Some of this reads like the sort of stuff you get in the Daily Mail or Spiked, where there is a permanent rage against the modern world and lefties. McKenna has already this year written of a war of attrition against Catholic values and practices in Scotland led by 'an illiberal and feral anti-religious movement' which aims by challenging faith schools to bring about a 'new moral totalitarianism.' This is hyperbole in the extreme and a bit rich considering the authoritarianism the Catholic Church has inflicted on so many Scots: it isn't so long ago Cardinal Winning was talking of homosexuality as 'a perversion'.
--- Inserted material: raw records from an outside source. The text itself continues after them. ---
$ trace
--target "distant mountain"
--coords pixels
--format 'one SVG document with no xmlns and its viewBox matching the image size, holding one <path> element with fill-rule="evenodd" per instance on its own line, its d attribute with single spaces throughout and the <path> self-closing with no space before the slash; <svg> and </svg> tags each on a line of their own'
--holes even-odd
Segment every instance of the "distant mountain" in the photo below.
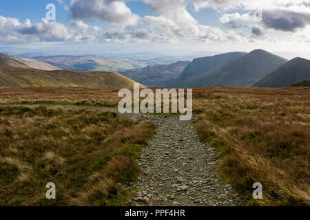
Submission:
<svg viewBox="0 0 310 220">
<path fill-rule="evenodd" d="M 251 87 L 287 61 L 267 51 L 256 50 L 207 75 L 198 76 L 189 86 Z"/>
<path fill-rule="evenodd" d="M 195 58 L 176 79 L 174 85 L 187 87 L 195 79 L 195 76 L 199 75 L 206 76 L 213 70 L 223 67 L 245 54 L 246 54 L 245 52 L 231 52 Z"/>
<path fill-rule="evenodd" d="M 129 88 L 135 82 L 110 72 L 43 71 L 29 67 L 0 67 L 0 87 L 83 87 Z"/>
<path fill-rule="evenodd" d="M 57 67 L 61 69 L 73 71 L 114 71 L 144 67 L 140 62 L 111 59 L 99 55 L 49 56 L 34 58 Z"/>
<path fill-rule="evenodd" d="M 189 61 L 179 61 L 169 65 L 148 65 L 122 72 L 121 74 L 147 87 L 171 87 L 172 80 L 176 79 L 189 63 Z"/>
<path fill-rule="evenodd" d="M 0 66 L 13 67 L 31 67 L 41 70 L 59 70 L 47 63 L 38 61 L 30 58 L 17 58 L 6 54 L 0 54 Z"/>
<path fill-rule="evenodd" d="M 310 78 L 307 78 L 307 80 L 299 81 L 297 82 L 293 83 L 291 87 L 310 87 Z"/>
<path fill-rule="evenodd" d="M 258 87 L 284 87 L 310 78 L 310 60 L 296 58 L 254 85 Z"/>
</svg>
While the Scottish parliament and its politicians make mistakes and sometimes show timidity, it doesn't foster a culture of maturity and boldness to just dismiss our entire class of elected politicians as 'confidence-tricksters.' That's the sort of language used by hucksters like Nigel Farage and Arron Banks which aids cynicism and demagoguery and contributes to the rise of the faux populism of Brexit and Trump. It doesn't help anyone poor or disadvantaged, and nor does railing against some militant secularism and yearning for the days when tub-thumbing overbearing religion ruled the land.
It is all a displacement activity and doesn't address what it claims to be concerned about: how we come up with ideas, policies and practical solutions to reduce poverty and inequality and transform lives in our country. That's a bit more challenging than yearning for a past when the state controlled women's bodies, marriage was between a man and a woman, and no one talked about homosexuality in public. Not exactly the good old days, and not ones that many of us would want to return to.